For Osborn as well other villains, “Dark Reign” is a moral rejuvenation. But this leaves the superheroes themselves to be sidelined in their own ongoing story. Moreover, Osborn’s lunatic manipulations of resources, rabid fear- and hatemongering and continued divide-and-conquer policies threaten to stall his anticipated redemption by corrupting the office he now holds.

From the view of Norman Osborn, and his struggle between redemption and corruption, “Dark Reign” becomes a moving and human tale. First-time readers might even find themselves given to doubts as to the position of superheroes in the Marvel mainstream continuity. Could these heroes really be the tyrannical ego-hounds Osborn has painted them as? Could their very existence be deemed oppressive?

Marginalizing their core cast of heroes to tell story of their villains counts as a courageous decision by Marvel. But there remains the possibility of righting this skewed view of the mainstays of Marvel’s publishing run. There remains the irreconcilable corrupt and corrupting politics of Norman Osborn. And the necessity to correct that twisted status quo.

With “Counting Up from Zero”, Matt Fraction offers a view of the Marvel universe rarely seen during the “Dark Reign” — the world as seen through the eyes of the heroes themselves.

With Tony’s final address, Fraction achieves a concerted and focused character study. Here is a radical reimagining of the Iron Man character and his motivations. Distinct from Bendis’ vision of Tony Stark who is unable to understand how ordinary people make themselves exceptional, Fraction offers readers a Tony Stark haunted by failure. The monumental expanse of the Stark Industries financial empire spanning four continents, the driven genius that produced the visionary Iron Tech that powers the Iron Man armor all do little to assuage Tony’s fear of failure in Fraction’s pinpoint accurate view.

It is this incisive and sustained characterization that fuels Larroca’s deeply animated and quietly persuasive visual rendering of Tony Stark. 45 panels of pure characterization, visualized as a hauntingly good-humored mix of arrogance and cynicism in an effort to escape failure, stand as a testament to a radical new direction in mainstream comics.

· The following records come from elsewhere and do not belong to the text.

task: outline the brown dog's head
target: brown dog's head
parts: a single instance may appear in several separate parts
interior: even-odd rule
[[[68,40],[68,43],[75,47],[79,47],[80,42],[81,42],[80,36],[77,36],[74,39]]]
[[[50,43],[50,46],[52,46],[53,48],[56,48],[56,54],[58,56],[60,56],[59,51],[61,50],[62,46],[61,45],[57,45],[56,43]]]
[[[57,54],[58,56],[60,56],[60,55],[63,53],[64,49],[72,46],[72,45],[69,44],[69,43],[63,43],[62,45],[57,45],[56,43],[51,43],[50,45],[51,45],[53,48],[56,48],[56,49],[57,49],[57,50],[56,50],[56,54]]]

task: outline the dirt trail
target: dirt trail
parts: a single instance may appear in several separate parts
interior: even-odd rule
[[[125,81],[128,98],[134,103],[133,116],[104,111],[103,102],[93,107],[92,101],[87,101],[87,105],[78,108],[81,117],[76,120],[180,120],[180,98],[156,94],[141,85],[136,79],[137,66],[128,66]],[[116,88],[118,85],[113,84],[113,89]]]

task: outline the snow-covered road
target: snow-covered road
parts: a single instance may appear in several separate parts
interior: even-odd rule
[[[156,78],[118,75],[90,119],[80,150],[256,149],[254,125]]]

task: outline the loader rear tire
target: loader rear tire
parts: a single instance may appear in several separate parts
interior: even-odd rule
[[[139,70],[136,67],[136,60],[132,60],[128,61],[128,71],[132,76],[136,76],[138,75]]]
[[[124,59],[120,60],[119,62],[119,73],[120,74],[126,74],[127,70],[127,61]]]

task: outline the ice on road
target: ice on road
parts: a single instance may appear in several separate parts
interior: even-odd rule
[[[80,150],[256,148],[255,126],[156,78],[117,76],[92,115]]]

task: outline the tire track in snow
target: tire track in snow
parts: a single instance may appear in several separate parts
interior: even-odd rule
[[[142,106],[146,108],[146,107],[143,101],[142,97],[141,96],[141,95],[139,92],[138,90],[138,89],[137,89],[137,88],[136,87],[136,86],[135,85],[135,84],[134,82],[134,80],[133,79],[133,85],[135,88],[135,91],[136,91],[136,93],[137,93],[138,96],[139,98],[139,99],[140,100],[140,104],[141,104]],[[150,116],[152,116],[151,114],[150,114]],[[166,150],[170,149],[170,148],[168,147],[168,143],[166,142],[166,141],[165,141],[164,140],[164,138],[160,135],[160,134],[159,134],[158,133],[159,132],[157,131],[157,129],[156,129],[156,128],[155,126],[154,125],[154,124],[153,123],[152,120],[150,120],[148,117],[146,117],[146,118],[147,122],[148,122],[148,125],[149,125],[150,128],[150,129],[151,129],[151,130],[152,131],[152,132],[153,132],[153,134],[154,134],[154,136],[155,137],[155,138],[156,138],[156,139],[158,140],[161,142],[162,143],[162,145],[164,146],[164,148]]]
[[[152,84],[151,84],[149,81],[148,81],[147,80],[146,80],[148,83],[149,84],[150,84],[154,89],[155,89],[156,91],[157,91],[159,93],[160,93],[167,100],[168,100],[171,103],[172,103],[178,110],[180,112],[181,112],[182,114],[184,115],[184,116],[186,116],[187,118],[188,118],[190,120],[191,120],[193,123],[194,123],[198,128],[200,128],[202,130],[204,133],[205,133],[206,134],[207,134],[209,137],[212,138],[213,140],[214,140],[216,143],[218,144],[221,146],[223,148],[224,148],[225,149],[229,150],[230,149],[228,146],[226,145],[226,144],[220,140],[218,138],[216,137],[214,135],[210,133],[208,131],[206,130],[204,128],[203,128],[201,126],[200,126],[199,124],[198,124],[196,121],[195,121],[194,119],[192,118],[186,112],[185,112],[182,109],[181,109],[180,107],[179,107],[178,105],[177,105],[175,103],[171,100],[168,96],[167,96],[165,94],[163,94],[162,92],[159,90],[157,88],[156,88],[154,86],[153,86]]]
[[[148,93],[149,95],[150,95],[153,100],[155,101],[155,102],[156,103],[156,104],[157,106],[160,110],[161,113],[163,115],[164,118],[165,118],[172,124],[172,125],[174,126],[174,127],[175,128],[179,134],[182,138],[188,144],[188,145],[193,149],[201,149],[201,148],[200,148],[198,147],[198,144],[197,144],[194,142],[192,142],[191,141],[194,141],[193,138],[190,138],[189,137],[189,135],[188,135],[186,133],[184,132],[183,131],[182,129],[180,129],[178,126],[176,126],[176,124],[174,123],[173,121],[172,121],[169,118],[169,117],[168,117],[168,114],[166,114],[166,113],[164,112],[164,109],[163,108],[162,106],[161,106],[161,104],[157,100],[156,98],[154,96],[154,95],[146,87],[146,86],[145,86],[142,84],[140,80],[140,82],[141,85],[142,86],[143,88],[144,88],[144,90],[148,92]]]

Here, readers are given a first glimpse of the pure drama of well-defined character-driven storytelling.

The subtle shifts in expression, the mock bravado and the genuine bravery, the doubt and the certainty of purpose all point to six pages in “Counting Up from Zero” as being singular, and worth critical attention.

Fraction’s own words bear on this possible new direction in mainstream superhero comics, where the severe limitations of sustained and repeated images unfold, rather than subtract a magnificent drama — What’s past is prologue.